Travis LB, Fossa SD, Schonfeld SJ, McMaster ML, Lynch CF, Storm H, Hall P, Holowaty E, Andersen A, Pukkala E, Andersson M, Kaijser M, Gospodarowicz M, Joensuu T, Cohen RJ, Boice JD Jr, Dores GM, Gilbert ES, Division of Cancer Epidemiology and Genetics, National Cancer Institute, National Institutes of Health, Bethesda, MD.
Urologic Oncology. 2006 Mar-Apr;24(2):171-2. [Link]
Background: Although second primary cancers are a leading cause of death among men with testicular cancer, few studies have quantified risks among long-term survivors.
Methods: Within 14 population-based tumor registries in Europe and North America (1943-2001), we identified 40,576 1-year survivors of testicular cancer and ascertained data on any new incident solid tumors among these patients. We used Poisson regression analysis to model relative risks (RRs) and excess absolute risks (EARs) of second solid cancers. All statistical tests were two-sided.
Results: A total of 2,285 second solid cancers were reported in the cohort. The relative risk and EAR decreased with increasing age at testicular cancer diagnosis (P < .001); the EAR increased with attained age (P < .001) but the excess RR decreased. Among 10-year survivors diagnosed with testicular cancer at age 35 years, the risk of developing a second solid tumor was increased (RR = 1.9, 95% confidence interval [CI] = 1.8 to 2.1). Risk remained statistically significantly elevated for 35 years (RR = 1.7, 95% CI = 1.5 to 2.0; P < .001). We observed statistically significantly elevated risks, for the first time, for cancers of the pleura (malignant mesothelioma; RR = 3.4, 95% CI = 1.7 to 5.9) and esophagus (RR = 1.7, 95% CI = 1.0 to 2.6). Cancers of the lung (RR = 1.5, 95% CI = 1.2 to 1.7), colon (RR = 2.0, 95% CI = 1.7 to 2.5), bladder (RR = 2.7, 95% CI = 2.2 to 3.1), pancreas (RR = 3.6, 95% CI = 2.8 to 4.6), and stomach (RR = 4.0, 95% CI = 3.2 to 4.8) accounted for almost 60% of the total excess. Overall patterns were similar for seminoma and nonseminoma patients, with lower risks observed for nonseminoma patients treated after 1975. Statistically significantly increased risks of solid cancers were observed among patients treated with radiotherapy alone (RR = 2.0, 95% CI = 1.9 to 2.2), chemotherapy alone (RR = 1.8, 95% CI = 1.3 to 2.5), and both (RR = 2.9, 95% CI = 1.9 to 4.2). For patients diagnosed with seminomas or nonseminomatous tumors at age 35 years, cumulative risks of solid cancer 40 years later (i.e., to age 75 years) were 36% and 31%, respectively, compared with 23% for the general population.

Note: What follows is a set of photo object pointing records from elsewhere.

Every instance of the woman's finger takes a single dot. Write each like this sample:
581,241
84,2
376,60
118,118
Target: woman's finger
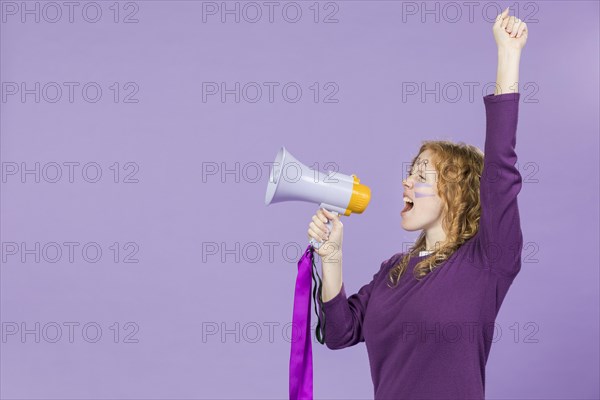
516,27
320,224
522,29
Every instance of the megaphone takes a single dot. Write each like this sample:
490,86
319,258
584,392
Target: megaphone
291,180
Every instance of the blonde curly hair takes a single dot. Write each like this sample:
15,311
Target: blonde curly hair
459,168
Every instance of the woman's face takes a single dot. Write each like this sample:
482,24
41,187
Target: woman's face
420,185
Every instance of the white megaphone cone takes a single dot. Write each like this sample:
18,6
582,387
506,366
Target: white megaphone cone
290,180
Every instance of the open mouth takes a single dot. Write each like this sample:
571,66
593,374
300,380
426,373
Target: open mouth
408,205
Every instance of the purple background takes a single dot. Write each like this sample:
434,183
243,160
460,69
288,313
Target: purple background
173,295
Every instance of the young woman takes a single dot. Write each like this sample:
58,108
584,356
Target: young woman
427,317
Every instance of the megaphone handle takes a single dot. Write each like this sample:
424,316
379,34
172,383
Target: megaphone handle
329,224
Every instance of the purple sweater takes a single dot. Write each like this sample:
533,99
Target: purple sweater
430,339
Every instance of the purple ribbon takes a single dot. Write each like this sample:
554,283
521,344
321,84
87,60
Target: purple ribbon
301,374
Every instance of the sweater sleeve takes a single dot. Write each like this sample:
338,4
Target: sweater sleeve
344,316
500,236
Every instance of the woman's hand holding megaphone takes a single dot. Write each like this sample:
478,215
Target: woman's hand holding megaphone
331,247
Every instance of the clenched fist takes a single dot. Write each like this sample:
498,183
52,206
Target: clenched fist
331,241
510,32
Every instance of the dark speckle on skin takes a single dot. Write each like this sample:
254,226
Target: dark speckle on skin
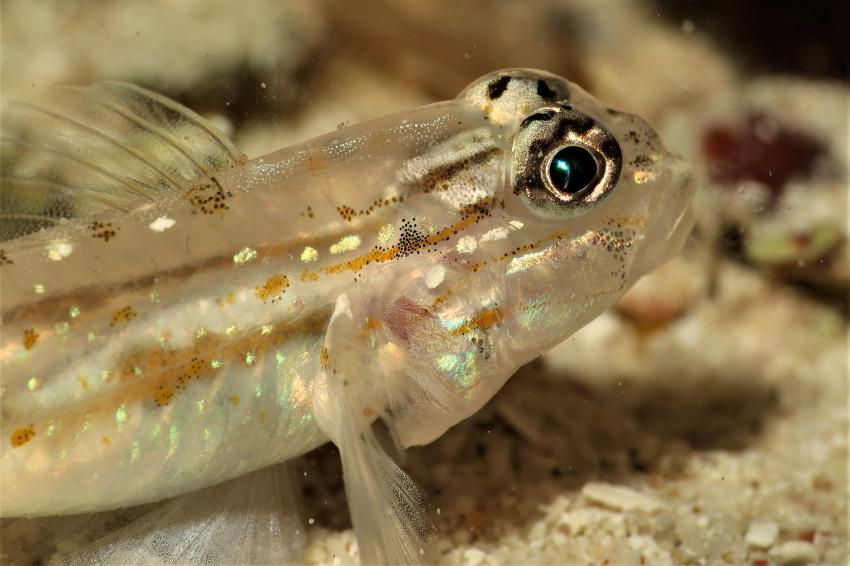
544,91
538,117
497,87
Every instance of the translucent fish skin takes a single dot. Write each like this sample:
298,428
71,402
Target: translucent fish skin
402,268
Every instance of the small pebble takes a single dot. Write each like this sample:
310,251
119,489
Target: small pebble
762,534
794,552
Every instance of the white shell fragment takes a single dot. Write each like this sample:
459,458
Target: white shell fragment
620,498
762,534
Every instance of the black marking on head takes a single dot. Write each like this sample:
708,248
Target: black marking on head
544,91
497,87
610,149
538,117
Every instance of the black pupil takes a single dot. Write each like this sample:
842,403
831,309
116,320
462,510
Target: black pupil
572,169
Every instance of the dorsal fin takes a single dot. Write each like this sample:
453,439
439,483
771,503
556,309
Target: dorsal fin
80,151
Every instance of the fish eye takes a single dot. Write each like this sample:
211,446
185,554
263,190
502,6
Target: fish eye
571,170
563,162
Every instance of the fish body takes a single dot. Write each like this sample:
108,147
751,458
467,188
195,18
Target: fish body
175,315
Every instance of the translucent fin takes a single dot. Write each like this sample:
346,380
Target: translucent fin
387,508
250,520
80,151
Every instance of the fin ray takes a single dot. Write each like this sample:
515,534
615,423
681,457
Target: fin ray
113,145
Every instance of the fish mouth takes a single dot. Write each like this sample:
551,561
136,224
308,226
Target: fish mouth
669,234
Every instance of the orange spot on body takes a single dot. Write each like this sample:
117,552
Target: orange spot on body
325,358
30,338
163,395
22,435
122,316
482,321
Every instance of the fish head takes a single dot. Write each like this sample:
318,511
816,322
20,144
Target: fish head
592,200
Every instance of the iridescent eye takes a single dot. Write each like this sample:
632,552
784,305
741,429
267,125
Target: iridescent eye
563,162
572,170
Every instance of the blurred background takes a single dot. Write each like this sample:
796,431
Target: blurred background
704,419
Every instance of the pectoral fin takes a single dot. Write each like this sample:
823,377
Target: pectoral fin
387,508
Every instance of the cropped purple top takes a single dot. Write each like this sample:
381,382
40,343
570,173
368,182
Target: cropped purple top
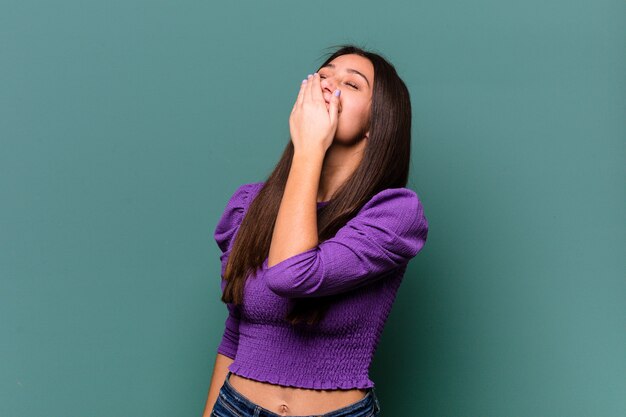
365,261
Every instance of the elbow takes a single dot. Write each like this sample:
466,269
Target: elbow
297,276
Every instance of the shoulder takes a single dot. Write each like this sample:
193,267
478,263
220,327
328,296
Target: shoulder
234,212
394,209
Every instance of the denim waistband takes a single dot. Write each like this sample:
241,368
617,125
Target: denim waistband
239,405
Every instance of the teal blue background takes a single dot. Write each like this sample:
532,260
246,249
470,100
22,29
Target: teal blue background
126,125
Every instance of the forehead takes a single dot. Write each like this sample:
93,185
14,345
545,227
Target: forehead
356,62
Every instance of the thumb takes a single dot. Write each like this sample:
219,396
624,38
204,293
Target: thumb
333,109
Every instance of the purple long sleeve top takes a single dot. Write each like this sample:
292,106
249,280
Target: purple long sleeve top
364,262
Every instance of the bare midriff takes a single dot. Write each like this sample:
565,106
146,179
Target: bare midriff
293,401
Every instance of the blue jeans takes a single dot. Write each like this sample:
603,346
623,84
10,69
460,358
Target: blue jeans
230,403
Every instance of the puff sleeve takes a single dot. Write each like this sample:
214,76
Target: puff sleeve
386,233
224,234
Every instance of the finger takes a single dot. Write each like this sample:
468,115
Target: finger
300,98
316,93
333,110
307,88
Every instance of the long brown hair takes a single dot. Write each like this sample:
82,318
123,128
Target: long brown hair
385,164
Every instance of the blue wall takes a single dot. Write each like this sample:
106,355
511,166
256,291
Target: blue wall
126,125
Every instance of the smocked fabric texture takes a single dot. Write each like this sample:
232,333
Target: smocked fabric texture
364,262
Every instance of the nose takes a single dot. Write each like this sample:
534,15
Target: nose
328,84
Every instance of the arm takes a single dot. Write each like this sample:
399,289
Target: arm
312,129
295,229
386,233
220,370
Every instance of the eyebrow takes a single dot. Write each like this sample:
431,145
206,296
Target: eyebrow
352,71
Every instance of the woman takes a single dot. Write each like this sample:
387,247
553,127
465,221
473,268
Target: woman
312,258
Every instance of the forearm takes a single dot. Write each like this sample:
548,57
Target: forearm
220,370
295,230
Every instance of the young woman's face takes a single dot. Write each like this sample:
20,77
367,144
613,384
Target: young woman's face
354,76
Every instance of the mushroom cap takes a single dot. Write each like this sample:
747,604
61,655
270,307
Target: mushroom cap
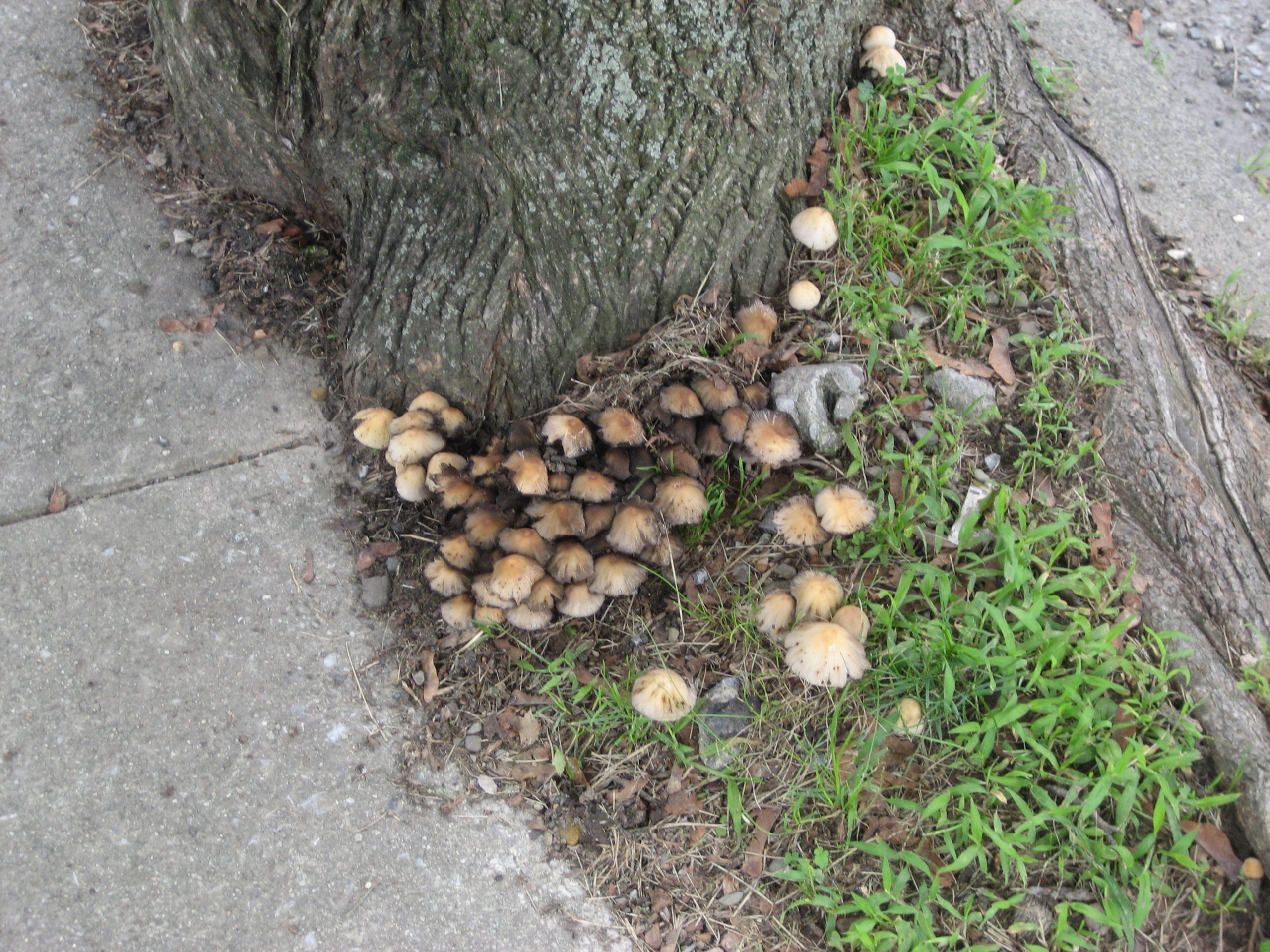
620,428
681,500
572,563
374,427
661,695
413,420
715,394
592,486
529,473
439,463
431,402
483,526
854,620
459,551
799,525
844,511
457,612
804,296
527,617
882,60
635,526
413,446
825,654
444,578
772,438
759,320
526,542
733,423
579,601
562,518
816,229
816,593
513,578
570,432
878,36
409,483
616,577
680,400
775,613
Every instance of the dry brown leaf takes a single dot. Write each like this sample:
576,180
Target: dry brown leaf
1000,357
58,499
431,683
1217,844
755,861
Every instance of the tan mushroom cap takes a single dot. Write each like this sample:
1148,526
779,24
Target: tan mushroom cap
775,613
817,595
844,511
803,296
825,654
815,229
374,425
661,695
799,525
681,500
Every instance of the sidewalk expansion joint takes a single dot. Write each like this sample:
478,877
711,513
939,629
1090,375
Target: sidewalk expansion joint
94,495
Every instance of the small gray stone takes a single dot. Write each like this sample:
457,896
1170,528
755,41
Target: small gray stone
375,591
969,397
807,393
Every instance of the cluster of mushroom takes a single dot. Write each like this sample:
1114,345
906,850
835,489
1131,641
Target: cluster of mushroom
824,638
881,55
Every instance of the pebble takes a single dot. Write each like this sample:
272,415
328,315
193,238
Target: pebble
375,591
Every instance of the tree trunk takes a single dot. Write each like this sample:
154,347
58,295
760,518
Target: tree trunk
517,182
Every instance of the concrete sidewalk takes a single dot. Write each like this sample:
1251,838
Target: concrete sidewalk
187,760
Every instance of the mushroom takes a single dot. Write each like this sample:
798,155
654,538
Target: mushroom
844,511
681,500
775,613
680,400
616,577
431,402
572,563
661,695
592,486
444,578
579,601
878,36
563,518
715,394
459,551
804,296
529,473
483,526
759,320
374,427
409,483
570,432
882,60
620,428
513,578
733,424
854,620
816,595
815,228
526,542
457,612
413,447
771,438
798,524
635,526
825,654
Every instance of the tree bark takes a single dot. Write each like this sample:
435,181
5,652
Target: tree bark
517,182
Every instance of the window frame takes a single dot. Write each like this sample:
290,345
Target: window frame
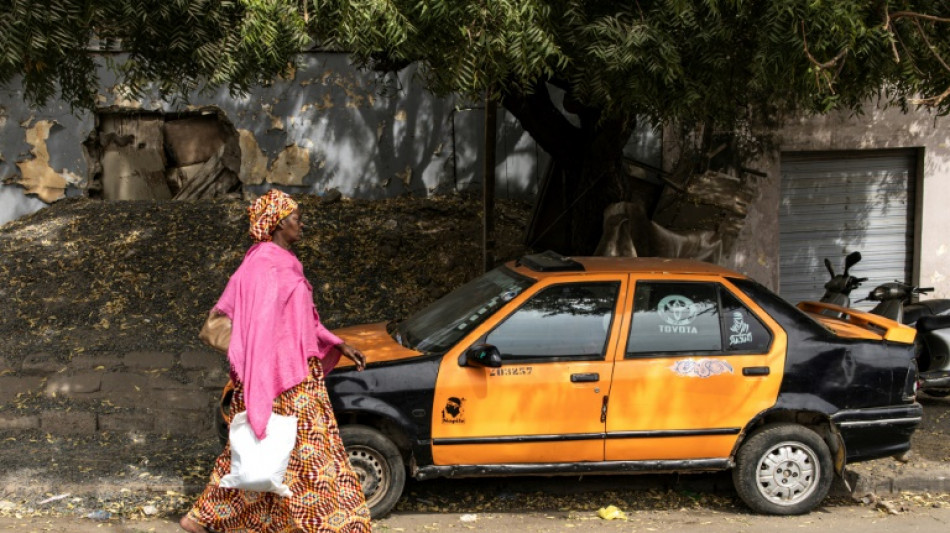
722,351
618,297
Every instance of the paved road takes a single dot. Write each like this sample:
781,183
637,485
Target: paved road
843,519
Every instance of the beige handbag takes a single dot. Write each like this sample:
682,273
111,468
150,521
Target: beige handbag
216,332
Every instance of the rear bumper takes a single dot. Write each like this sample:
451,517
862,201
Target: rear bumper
937,379
878,432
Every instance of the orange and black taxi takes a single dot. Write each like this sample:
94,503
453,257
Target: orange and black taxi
553,365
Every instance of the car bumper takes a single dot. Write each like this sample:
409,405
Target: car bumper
878,432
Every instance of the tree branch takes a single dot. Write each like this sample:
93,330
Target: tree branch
827,64
543,120
932,101
912,14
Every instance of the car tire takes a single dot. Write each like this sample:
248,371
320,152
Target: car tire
783,469
379,465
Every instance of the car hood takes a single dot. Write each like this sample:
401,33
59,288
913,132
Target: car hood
858,324
374,342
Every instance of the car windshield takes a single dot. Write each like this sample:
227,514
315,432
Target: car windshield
440,325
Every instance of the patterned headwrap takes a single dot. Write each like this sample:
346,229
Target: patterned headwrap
267,211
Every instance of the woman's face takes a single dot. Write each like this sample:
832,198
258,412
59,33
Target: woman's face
290,227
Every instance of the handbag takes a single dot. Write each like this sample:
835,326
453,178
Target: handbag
216,331
260,465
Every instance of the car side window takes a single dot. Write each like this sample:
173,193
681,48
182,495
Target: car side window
569,321
674,317
743,331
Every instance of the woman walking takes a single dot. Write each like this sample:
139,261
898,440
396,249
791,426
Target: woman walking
279,353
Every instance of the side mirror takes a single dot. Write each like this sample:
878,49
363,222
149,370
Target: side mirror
481,355
851,260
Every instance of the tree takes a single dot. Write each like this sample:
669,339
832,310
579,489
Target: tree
728,65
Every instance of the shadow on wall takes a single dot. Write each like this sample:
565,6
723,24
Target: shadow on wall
371,135
14,204
137,155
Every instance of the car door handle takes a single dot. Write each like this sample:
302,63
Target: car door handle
585,378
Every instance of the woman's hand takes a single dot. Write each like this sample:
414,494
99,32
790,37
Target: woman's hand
354,355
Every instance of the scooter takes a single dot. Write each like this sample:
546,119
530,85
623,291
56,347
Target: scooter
838,288
931,318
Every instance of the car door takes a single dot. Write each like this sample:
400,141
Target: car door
700,360
545,403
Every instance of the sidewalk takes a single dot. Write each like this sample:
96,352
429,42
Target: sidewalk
131,435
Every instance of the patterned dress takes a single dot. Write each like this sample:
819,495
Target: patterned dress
327,493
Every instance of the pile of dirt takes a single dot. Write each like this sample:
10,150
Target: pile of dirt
116,277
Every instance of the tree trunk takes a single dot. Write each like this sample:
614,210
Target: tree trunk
586,172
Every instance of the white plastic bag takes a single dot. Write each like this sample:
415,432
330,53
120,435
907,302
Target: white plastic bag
260,465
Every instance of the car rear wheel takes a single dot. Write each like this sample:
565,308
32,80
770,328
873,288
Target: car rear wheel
379,465
783,469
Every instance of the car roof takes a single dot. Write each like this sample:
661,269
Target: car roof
559,266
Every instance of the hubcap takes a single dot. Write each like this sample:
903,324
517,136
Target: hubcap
373,472
788,473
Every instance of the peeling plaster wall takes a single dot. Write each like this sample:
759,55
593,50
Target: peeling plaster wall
39,152
331,126
757,251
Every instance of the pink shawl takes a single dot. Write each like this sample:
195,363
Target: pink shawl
275,328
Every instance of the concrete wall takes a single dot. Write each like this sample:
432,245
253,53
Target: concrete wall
875,130
330,126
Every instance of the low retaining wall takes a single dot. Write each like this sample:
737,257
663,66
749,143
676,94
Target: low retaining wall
139,392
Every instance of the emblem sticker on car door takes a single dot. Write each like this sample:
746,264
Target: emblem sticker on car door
701,368
453,412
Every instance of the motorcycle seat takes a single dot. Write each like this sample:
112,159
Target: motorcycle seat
930,323
915,311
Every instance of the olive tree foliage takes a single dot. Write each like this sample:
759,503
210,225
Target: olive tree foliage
730,65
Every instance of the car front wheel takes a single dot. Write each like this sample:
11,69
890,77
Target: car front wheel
379,465
783,469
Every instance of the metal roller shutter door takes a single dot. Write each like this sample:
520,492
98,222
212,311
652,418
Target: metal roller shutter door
836,203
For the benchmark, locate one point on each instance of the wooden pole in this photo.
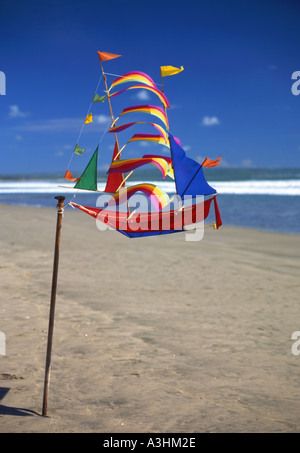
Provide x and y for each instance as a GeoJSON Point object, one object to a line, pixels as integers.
{"type": "Point", "coordinates": [52, 302]}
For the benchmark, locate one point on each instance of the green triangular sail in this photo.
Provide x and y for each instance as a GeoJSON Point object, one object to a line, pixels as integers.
{"type": "Point", "coordinates": [88, 179]}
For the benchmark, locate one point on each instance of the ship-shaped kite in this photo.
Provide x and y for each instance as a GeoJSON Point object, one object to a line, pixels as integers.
{"type": "Point", "coordinates": [187, 209]}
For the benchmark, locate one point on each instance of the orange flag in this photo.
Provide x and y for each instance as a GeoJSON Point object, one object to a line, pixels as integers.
{"type": "Point", "coordinates": [103, 56]}
{"type": "Point", "coordinates": [69, 177]}
{"type": "Point", "coordinates": [211, 163]}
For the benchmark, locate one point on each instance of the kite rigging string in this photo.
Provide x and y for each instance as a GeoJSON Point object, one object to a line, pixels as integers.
{"type": "Point", "coordinates": [119, 75]}
{"type": "Point", "coordinates": [80, 133]}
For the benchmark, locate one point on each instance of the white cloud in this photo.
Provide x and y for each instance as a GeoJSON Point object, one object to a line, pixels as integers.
{"type": "Point", "coordinates": [15, 112]}
{"type": "Point", "coordinates": [247, 163]}
{"type": "Point", "coordinates": [65, 124]}
{"type": "Point", "coordinates": [143, 95]}
{"type": "Point", "coordinates": [210, 121]}
{"type": "Point", "coordinates": [53, 125]}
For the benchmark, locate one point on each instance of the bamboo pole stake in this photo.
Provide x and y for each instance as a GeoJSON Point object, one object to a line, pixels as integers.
{"type": "Point", "coordinates": [52, 302]}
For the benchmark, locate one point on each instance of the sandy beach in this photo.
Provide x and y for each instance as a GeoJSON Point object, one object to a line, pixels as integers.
{"type": "Point", "coordinates": [151, 335]}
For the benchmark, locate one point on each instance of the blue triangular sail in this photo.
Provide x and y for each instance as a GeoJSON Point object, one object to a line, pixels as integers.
{"type": "Point", "coordinates": [189, 176]}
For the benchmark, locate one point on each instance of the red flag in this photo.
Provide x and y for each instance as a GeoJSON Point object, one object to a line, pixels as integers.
{"type": "Point", "coordinates": [211, 163]}
{"type": "Point", "coordinates": [114, 180]}
{"type": "Point", "coordinates": [103, 56]}
{"type": "Point", "coordinates": [69, 177]}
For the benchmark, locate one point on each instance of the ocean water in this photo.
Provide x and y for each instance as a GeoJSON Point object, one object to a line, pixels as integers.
{"type": "Point", "coordinates": [263, 199]}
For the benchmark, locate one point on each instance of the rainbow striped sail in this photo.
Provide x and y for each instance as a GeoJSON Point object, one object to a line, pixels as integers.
{"type": "Point", "coordinates": [186, 173]}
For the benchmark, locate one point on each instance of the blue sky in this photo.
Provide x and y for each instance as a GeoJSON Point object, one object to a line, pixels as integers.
{"type": "Point", "coordinates": [233, 98]}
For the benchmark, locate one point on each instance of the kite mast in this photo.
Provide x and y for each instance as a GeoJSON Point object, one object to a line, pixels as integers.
{"type": "Point", "coordinates": [112, 120]}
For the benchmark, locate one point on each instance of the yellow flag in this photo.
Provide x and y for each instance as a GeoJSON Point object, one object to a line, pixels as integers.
{"type": "Point", "coordinates": [89, 119]}
{"type": "Point", "coordinates": [170, 70]}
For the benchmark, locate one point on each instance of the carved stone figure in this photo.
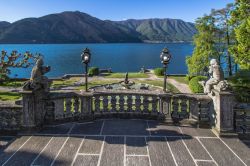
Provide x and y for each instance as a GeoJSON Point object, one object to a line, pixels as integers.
{"type": "Point", "coordinates": [37, 80]}
{"type": "Point", "coordinates": [126, 79]}
{"type": "Point", "coordinates": [216, 79]}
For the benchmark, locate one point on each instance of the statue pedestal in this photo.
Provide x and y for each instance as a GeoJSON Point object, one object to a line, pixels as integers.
{"type": "Point", "coordinates": [223, 107]}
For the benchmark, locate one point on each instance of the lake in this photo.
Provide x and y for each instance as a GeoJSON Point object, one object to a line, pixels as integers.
{"type": "Point", "coordinates": [66, 59]}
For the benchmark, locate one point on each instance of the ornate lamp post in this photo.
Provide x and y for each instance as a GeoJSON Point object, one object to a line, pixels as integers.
{"type": "Point", "coordinates": [86, 55]}
{"type": "Point", "coordinates": [165, 58]}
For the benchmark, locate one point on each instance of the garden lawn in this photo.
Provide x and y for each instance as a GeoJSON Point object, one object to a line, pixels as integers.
{"type": "Point", "coordinates": [130, 75]}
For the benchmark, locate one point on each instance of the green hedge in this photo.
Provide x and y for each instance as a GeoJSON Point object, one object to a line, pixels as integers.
{"type": "Point", "coordinates": [194, 84]}
{"type": "Point", "coordinates": [93, 71]}
{"type": "Point", "coordinates": [159, 71]}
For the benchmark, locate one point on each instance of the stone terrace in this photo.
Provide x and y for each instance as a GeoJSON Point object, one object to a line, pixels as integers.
{"type": "Point", "coordinates": [123, 142]}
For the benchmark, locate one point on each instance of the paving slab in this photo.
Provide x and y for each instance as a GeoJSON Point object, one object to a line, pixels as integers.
{"type": "Point", "coordinates": [92, 145]}
{"type": "Point", "coordinates": [6, 153]}
{"type": "Point", "coordinates": [4, 142]}
{"type": "Point", "coordinates": [219, 151]}
{"type": "Point", "coordinates": [136, 146]}
{"type": "Point", "coordinates": [180, 152]}
{"type": "Point", "coordinates": [68, 151]}
{"type": "Point", "coordinates": [89, 128]}
{"type": "Point", "coordinates": [113, 152]}
{"type": "Point", "coordinates": [51, 150]}
{"type": "Point", "coordinates": [125, 127]}
{"type": "Point", "coordinates": [196, 149]}
{"type": "Point", "coordinates": [159, 152]}
{"type": "Point", "coordinates": [29, 151]}
{"type": "Point", "coordinates": [59, 129]}
{"type": "Point", "coordinates": [206, 163]}
{"type": "Point", "coordinates": [202, 132]}
{"type": "Point", "coordinates": [240, 147]}
{"type": "Point", "coordinates": [86, 160]}
{"type": "Point", "coordinates": [160, 129]}
{"type": "Point", "coordinates": [137, 161]}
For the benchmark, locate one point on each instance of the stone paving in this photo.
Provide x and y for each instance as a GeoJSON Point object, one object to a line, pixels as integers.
{"type": "Point", "coordinates": [123, 142]}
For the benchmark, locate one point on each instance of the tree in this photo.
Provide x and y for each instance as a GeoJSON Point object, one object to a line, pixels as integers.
{"type": "Point", "coordinates": [225, 32]}
{"type": "Point", "coordinates": [205, 45]}
{"type": "Point", "coordinates": [240, 19]}
{"type": "Point", "coordinates": [14, 60]}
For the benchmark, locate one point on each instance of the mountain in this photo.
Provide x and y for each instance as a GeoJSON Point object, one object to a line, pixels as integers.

Conclusions: Testicular cancer survivors are at statistically significantly increased risk of solid tumors for at least 35 years after treatment. Young patients may experience high levels of risk as they reach older ages. The statistically significantly increased risk of malignant mesothelioma in testicular cancer survivors has, to our knowledge, not been observed previously in a cohort of patients treated with radiotherapy.